We can satisfy ourselves that all is well, by factorising this permuted matrix:
- [math]\displaystyle{ \begin{bmatrix} 1 & 0 & 0 \\ 0 & 1 & 0 \\ 0 & \frac{1}{2} & 1 \end{bmatrix} \times \begin{bmatrix} 1 & 0 & 0 \\ \frac{1}{3} & 1 & 0 \\ \frac{2}{3} & 0 & 1 \end{bmatrix} \times \begin{bmatrix} 3 & 5 & 6 \\ 0 & \frac{4}{3} & -4 \\ 0 & 0 & 1 \end{bmatrix} = \begin{bmatrix} 3 & 5 & 6 \\ 1 & 3 & -2 \\ 2 & 4 & 3 \end{bmatrix} }[/math]
Our second example uses a pre-computed LU decomposition when solving a parabolic equation using the Crank-Nicolson scheme.
cd ../example2
In simple-crank-nicolson.f90 we see that the initial call to dgesv replaces the entries in the matrix A with an encoding of the LU decompostion (the unit diagonal is assumed). For subsequent timesteps we can thus call dgetrs instead:
do ii=2,4
...
call dgetrs('N', N, NRHS, A, LDA, IPIV, B, LDB, INFO)
...
end do
where we have remembered to take acount of the boundary conditions at each time-step too:
do ii=2,4
...
! copy B into B1, so that we can recompute for
! the boundary conditions again.
B1 = B
! Need to recalculate entries for the vector of known
! values--held in B--given the solution at the current
! timestep--held in B1.
! *NB* the loops below are only valid for the case r=1.
! LHS
B(1,1) = 0 + B1(2,1)
! RHS
B(N,1) = 0 + B1(N-1,1)
! middle bit
do jj=2,N-1
B(jj,1) = B1(jj-1,1) + B1(jj+1,1)
end do
...
end do
PetSc: Iterative solutions and sparse matrices
In order to compute the solution of a linear system via the direct method of an LU-decomposition, we know that it will cost [math]\displaystyle{ O(n^3) }[/math] operations. Can we compute a solution more cheaply? The class of iterative methods strive to compute a cheaper solution by first guessing a value for the solution vector [math]\displaystyle{ x }[/math] and then iteratively refining it. Thus we will get a series of (hopefully!) improving approximations:
- [math]\displaystyle{ x^0, x^1, x^2, x^3, \cdots, x^j \rightarrow x }[/math]
By way of an illustration of such a method, consider splitting matrix A into 3 others:
- [math]\displaystyle{ A = L + D + U }[/math]

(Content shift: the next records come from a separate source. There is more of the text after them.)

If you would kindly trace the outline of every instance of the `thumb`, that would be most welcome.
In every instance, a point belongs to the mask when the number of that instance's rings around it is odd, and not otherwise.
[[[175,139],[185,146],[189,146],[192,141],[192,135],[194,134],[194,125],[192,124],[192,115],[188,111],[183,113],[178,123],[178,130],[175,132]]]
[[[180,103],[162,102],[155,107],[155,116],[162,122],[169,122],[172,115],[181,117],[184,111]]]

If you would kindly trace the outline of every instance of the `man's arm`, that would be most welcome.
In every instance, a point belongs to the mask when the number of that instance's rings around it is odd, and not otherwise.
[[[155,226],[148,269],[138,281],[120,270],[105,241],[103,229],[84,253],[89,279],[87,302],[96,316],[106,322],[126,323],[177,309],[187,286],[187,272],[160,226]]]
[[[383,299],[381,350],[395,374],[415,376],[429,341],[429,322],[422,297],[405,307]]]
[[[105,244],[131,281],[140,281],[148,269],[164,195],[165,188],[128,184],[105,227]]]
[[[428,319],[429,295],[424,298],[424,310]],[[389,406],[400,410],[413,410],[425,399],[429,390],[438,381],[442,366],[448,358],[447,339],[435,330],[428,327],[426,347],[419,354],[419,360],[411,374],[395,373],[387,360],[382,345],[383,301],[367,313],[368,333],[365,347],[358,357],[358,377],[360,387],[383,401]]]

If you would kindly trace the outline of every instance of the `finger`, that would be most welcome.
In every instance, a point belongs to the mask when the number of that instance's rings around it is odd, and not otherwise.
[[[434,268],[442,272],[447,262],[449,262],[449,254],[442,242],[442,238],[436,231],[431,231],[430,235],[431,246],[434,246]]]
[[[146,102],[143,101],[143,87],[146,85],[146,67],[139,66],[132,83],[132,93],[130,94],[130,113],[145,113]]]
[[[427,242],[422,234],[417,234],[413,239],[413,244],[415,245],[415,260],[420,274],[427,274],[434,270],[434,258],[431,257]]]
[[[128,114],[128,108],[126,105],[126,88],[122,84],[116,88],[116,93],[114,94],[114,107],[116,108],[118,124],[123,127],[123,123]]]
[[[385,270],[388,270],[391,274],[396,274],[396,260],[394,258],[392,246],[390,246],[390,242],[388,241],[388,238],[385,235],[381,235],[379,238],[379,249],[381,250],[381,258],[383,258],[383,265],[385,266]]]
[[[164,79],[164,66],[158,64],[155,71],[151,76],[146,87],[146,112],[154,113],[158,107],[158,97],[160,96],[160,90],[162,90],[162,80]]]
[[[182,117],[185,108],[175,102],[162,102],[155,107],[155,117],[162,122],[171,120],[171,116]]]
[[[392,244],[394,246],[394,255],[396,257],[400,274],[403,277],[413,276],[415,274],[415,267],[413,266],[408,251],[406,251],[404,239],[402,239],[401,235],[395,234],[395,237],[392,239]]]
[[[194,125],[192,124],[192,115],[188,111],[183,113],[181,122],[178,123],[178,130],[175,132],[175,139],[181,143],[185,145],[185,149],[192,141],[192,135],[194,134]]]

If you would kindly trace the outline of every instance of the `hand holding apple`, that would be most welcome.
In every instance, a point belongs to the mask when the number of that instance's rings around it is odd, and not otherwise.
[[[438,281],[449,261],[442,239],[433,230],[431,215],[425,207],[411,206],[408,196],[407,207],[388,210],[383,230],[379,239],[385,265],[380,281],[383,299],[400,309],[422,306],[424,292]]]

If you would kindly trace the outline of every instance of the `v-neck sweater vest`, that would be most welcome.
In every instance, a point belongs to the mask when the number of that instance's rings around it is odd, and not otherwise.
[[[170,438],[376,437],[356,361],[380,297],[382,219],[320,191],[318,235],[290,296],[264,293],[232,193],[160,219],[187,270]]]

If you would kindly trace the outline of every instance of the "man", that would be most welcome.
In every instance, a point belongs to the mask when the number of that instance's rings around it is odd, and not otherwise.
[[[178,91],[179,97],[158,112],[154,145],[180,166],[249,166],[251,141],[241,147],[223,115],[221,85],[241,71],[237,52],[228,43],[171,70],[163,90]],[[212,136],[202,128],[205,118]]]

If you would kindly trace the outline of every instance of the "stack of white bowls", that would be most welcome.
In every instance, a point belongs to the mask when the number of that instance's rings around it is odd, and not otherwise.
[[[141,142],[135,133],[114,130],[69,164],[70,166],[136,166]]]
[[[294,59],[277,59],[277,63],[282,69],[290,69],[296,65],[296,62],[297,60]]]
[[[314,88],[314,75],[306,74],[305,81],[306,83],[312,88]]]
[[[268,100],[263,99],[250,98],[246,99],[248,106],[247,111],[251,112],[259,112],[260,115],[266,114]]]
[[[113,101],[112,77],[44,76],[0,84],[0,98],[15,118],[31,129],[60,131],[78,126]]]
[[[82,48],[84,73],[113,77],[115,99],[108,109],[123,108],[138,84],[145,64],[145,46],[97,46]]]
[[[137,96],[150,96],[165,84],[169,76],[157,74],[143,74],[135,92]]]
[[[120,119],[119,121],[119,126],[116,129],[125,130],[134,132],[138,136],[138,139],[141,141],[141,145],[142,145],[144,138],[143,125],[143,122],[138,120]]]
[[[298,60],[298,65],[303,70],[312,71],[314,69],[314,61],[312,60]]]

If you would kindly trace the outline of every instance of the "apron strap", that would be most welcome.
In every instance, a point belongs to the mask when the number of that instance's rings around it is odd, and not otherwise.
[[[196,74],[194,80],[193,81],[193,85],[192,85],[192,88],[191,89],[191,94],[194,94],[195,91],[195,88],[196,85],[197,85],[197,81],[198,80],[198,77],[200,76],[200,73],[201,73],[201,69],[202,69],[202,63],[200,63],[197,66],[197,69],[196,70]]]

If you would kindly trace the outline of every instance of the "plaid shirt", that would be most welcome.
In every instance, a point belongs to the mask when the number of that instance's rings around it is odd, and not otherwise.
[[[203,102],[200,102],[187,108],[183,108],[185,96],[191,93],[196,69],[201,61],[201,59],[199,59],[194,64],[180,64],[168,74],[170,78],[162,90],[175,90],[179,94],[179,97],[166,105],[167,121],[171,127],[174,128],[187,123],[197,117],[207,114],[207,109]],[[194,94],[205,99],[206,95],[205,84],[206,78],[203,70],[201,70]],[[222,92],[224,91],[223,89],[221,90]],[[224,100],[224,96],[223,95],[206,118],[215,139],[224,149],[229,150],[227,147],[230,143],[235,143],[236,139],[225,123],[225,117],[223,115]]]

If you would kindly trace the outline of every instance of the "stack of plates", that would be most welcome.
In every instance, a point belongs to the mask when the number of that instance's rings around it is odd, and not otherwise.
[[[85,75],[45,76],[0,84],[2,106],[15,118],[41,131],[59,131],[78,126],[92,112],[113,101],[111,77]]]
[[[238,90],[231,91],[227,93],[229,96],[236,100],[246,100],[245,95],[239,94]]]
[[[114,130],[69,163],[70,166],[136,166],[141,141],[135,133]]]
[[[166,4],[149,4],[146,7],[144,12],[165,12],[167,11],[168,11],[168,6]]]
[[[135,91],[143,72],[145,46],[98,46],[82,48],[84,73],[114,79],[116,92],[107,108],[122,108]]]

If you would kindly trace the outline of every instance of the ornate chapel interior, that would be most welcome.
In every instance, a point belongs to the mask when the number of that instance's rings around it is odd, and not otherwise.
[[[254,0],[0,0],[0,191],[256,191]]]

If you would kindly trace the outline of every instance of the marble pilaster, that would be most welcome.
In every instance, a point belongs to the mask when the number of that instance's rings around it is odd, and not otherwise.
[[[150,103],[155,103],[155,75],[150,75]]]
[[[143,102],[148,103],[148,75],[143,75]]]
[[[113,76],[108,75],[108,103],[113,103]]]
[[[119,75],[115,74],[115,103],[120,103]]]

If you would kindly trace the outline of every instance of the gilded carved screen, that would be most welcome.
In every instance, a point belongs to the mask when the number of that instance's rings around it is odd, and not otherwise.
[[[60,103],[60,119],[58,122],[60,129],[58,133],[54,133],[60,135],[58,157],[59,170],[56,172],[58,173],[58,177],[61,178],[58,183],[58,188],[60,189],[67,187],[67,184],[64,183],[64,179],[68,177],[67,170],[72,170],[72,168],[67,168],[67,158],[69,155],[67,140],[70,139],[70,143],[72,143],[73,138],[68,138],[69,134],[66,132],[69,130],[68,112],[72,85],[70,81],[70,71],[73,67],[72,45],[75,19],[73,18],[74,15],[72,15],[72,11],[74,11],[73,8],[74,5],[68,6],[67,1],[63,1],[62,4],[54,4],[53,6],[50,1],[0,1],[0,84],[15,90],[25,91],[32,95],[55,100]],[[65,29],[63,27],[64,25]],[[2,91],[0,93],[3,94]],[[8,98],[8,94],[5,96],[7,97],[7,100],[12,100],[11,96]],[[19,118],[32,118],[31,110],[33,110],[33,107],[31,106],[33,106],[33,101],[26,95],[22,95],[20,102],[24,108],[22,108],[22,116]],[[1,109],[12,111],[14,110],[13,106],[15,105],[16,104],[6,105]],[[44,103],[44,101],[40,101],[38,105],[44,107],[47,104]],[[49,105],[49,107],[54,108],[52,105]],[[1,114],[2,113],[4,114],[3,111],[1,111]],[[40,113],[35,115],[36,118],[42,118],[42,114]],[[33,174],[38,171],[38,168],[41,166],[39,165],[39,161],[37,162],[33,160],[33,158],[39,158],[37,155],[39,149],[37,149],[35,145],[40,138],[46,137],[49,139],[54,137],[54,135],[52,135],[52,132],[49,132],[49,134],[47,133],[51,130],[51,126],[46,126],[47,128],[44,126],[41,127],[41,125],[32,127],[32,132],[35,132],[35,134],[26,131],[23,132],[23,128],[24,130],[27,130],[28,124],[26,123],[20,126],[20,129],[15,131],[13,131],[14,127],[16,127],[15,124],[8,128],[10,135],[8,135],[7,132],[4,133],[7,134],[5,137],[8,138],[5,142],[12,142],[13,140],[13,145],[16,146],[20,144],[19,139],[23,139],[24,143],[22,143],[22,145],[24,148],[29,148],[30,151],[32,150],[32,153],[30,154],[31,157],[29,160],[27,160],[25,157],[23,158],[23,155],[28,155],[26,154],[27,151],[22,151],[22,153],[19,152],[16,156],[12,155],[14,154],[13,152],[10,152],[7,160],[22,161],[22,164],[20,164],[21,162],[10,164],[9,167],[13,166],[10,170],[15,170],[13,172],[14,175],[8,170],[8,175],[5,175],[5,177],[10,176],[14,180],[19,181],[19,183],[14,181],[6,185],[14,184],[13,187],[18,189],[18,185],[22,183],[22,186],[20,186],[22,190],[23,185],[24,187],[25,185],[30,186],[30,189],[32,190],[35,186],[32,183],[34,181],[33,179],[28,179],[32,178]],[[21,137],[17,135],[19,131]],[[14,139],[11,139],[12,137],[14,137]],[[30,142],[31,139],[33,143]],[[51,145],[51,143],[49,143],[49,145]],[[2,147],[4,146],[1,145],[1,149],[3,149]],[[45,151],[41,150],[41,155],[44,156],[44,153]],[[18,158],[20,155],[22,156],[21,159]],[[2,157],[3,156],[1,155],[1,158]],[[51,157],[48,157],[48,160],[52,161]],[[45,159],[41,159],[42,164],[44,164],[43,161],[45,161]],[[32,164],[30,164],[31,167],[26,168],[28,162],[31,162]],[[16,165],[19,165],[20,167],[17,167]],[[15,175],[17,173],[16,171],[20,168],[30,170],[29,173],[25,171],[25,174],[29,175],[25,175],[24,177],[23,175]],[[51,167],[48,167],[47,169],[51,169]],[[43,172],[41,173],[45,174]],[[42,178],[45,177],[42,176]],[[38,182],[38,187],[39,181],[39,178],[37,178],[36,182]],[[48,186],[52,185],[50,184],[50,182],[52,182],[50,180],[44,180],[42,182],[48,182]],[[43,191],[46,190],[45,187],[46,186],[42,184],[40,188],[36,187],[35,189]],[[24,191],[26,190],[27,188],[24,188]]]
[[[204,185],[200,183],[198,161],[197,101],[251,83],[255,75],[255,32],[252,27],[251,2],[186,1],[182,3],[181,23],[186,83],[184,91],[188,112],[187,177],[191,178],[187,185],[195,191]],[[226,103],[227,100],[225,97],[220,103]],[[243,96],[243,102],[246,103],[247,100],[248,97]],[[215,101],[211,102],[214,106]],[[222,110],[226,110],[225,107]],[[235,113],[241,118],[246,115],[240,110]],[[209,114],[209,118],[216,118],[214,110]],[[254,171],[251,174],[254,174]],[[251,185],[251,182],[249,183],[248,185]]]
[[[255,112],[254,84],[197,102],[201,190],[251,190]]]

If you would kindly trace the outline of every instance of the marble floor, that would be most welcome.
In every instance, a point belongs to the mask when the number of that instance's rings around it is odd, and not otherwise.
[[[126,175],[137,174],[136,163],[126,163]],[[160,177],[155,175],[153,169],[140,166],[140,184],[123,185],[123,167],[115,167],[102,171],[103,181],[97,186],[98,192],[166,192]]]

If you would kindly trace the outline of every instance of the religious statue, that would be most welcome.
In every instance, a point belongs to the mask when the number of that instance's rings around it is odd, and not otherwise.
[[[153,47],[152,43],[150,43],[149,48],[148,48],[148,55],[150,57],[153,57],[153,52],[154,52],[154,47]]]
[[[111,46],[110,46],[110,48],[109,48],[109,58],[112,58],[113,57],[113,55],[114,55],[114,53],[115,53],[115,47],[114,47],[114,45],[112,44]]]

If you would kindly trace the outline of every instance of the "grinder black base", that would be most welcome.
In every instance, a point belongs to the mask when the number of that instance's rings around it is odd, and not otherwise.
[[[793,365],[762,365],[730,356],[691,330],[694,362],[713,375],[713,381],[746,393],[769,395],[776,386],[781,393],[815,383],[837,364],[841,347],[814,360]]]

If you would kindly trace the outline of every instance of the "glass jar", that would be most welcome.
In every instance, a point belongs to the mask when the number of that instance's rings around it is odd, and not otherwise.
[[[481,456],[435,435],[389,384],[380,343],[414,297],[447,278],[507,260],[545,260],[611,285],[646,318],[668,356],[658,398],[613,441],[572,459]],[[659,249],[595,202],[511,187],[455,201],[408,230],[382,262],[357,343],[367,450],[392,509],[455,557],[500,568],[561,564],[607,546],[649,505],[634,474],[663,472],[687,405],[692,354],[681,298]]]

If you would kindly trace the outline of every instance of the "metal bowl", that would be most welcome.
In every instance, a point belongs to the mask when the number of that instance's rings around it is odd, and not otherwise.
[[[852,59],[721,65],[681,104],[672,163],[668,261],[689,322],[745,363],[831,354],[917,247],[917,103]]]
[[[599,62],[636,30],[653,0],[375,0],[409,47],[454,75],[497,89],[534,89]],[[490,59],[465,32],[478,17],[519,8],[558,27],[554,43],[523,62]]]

Note the summation, and so the L and the U matrices are not the same as those considered in the LU-decomposition used by the direct approach. With this split, [math]\displaystyle{ Ax=b }[/math], becomes:
- [math]\displaystyle{ Lx + Dx + Ux = b }[/math]
The game now is to replace some occurrences of [math]\displaystyle{ x }[/math] by [math]\displaystyle{ x^k }[/math] and others by [math]\displaystyle{ x^{k+1} }[/math], and thereby obtaining a relationship which tells us how to get an approximation at one iteration step, from the approximation at the previous step. If the resulting iterative scheme converges, then we're in business!
One classic form of such an iteration is the Jacobi method (which is useful when A is diagonally dominant):
- [math]\displaystyle{ Lx^j + Dx^{j+1} + Ux^j = b }[/math]
- [math]\displaystyle{ x^{j+1} = D^{-1}(b - (L + U)x^j) }[/math]
To take a look at a illustrative implementation of the Jacobi method using LAPACK:
cd ../example3 make
and take a look at jacobi-example.f90. To run the executable, type:
./jacobi-example.exe
Happily, however, we do not need to write our own iterative schemes, as the good folk at Argonne have written the PETSc library.
http://www.mcs.anl.gov/petsc/petsc-as/
Take a look inside ex1f.F to see how to solve our laplacian example using PETSc. To run the program type:
./ex1f
For further examples see INSTALL_DIR/petsc-3.1-p1/src/ksp/ksp/examples/tutorials.
PLASMA: For Multicore Architectures
http://icl.cs.utk.edu/plasma/index.html
cd ../example4 make ./mxm-laplace-plasma.exe
For further examples, see e.g. INSTALL_DIR/plasma-installer_2.3.1/build/plasma_2.3.1.